ECLI:NL:RBROT:2022:9456

Rechtbank Rotterdam

Datum uitspraak
4 november 2022
Publicatiedatum
7 november 2022
Zaaknummer
9602360 CV EXPL 21-42750
Instantie
Rechtbank Rotterdam
Type
Uitspraak
Rechtsgebied
Civiel recht; Verbintenissenrecht
Procedures
  • Eerste aanleg - enkelvoudig
Vindplaatsen
  • Rechtspraak.nl
AI samenvatting door LexboostAutomatisch gegenereerd

Ontbinding koopovereenkomst auto en aansprakelijkheid voor schade na ontbinding

In deze zaak heeft de kantonrechter van de Rechtbank Rotterdam op 4 november 2022 uitspraak gedaan in een geschil tussen twee partijen over de ontbinding van een koopovereenkomst van een tweedehands auto. Eiseres, aangeduid als [persoon01], heeft op 17 juli 2021 een BMW 7-serie gekocht van gedaagde, aangeduid als [persoon02], voor € 15.000. Na problemen met de auto heeft [persoon01] de koopovereenkomst op 19 oktober 2021 buitengerechtelijk ontbonden, wat door [persoon02] werd geaccepteerd.
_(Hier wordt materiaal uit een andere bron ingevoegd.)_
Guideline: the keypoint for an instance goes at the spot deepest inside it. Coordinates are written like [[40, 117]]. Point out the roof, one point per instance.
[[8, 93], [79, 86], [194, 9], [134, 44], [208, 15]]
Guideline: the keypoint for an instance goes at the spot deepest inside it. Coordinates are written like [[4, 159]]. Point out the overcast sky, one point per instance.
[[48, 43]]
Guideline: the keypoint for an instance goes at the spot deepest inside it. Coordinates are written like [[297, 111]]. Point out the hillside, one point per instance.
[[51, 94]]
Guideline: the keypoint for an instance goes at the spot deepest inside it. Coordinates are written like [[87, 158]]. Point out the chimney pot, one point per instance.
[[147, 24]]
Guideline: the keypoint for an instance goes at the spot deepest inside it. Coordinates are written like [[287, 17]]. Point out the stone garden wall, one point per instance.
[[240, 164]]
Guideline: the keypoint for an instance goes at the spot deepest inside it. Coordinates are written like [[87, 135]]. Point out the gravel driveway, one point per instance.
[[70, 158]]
Bij het ophalen van de auto op 24 februari 2022 constateerde [persoon02] schade aan de auto, wat leidde tot een geschil over wie verantwoordelijk was voor deze schade.

De kantonrechter oordeelde dat de zorgplicht van [persoon01] niet was geschonden, omdat de schade aan de auto na de ontbinding was ontstaan en het risico van de auto bij [persoon02] lag. De rechter concludeerde dat [persoon01] recht had op terugbetaling van de koopprijs en dat [persoon02] de auto op zijn kosten moest registreren. Daarnaast werden de buitengerechtelijke incassokosten en rente toegewezen aan [persoon01]. De vorderingen van [persoon02] in reconventie werden afgewezen, omdat de schade niet aan [persoon01] kon worden toegerekend.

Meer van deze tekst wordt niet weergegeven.